Yunus Emre bir kaç kez Mevlana ile buluşmuş ve birbirlerine derin bir sevgi ve saygı duymuşlardır.Mevlana’nın vefatını haber alan Yunus Emre buna çok üzülmüş, ağlamış, onun türbesinin yapımında ırgat olarak çalışmaya başlamış. Taş, tuğla taşıyormuş. Bir seher vakti başmimar inşaatı kontrole geldiğinde bir işçinin tuğlayı “ Allah, Hak ! ..” diyerek fırlattığını, tuğlanın havada bir kaç kere döndükten sonra kubbede yerini aldığını görmüş.”Kimdir bu ?” diye yaklaşınca Yunus’u tanımış.

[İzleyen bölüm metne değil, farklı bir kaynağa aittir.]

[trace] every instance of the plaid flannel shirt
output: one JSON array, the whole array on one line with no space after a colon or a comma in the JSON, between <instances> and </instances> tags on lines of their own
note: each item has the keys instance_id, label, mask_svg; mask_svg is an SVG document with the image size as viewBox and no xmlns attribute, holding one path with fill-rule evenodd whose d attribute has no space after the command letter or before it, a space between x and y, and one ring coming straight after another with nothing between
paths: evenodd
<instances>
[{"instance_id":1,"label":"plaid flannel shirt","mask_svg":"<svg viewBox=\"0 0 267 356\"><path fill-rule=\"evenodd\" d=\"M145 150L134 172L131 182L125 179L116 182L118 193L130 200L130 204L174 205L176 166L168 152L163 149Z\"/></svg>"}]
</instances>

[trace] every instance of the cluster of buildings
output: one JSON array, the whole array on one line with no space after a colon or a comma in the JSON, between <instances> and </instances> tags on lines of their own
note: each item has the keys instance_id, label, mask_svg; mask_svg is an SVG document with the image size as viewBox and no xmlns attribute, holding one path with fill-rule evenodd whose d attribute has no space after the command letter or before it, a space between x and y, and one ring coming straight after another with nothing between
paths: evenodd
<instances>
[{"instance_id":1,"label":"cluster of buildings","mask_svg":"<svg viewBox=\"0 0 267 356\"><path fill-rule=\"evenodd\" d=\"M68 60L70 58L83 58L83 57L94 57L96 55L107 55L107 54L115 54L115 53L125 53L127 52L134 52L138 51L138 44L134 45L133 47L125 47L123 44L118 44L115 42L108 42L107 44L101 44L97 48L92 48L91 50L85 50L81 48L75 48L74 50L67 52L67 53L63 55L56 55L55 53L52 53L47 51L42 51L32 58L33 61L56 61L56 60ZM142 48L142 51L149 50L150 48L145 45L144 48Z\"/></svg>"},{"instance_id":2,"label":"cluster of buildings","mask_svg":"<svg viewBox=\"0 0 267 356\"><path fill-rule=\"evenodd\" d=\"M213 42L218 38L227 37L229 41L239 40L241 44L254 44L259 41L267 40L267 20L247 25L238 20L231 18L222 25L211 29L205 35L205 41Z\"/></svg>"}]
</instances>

Yunus, kerameti ortaya çıktığı için Konya’dan ayrılmış.Kendine bir şeyh aramak için yollara düşmüş. Yol üzerinde rastladığı bir tekkeye kapılanmak istemiş. Perişan kıyafeti yüzünden tekkenin müritleri Yunus’la alay etmişler. Bu tavırlara alınan , gönlü incinen Yunus şu şiiri söylemiş.
Dervişlik dedikleri
Hırka ile tac değil
Gönlün derviş eyleyen
Hırkaya muhtac değil
Hırkanın ne suçu var
Sen yoluna varmazsan
Vargıl yolunca yürü
Er yolu kalmaç değil
Girsin şeyhin yoluna
Yalın ayak baş açık
Er var dirlik dirilmiş
Yalınayak aç değil
Durmuş marifet söyler
Erene Yunus Emre
Yoldaş eriyle yoldadır
Yolsuza yoldaş değil
diyerek dış görünüşe önem veren müridlerin yanından ve o tekkeden ayrılır.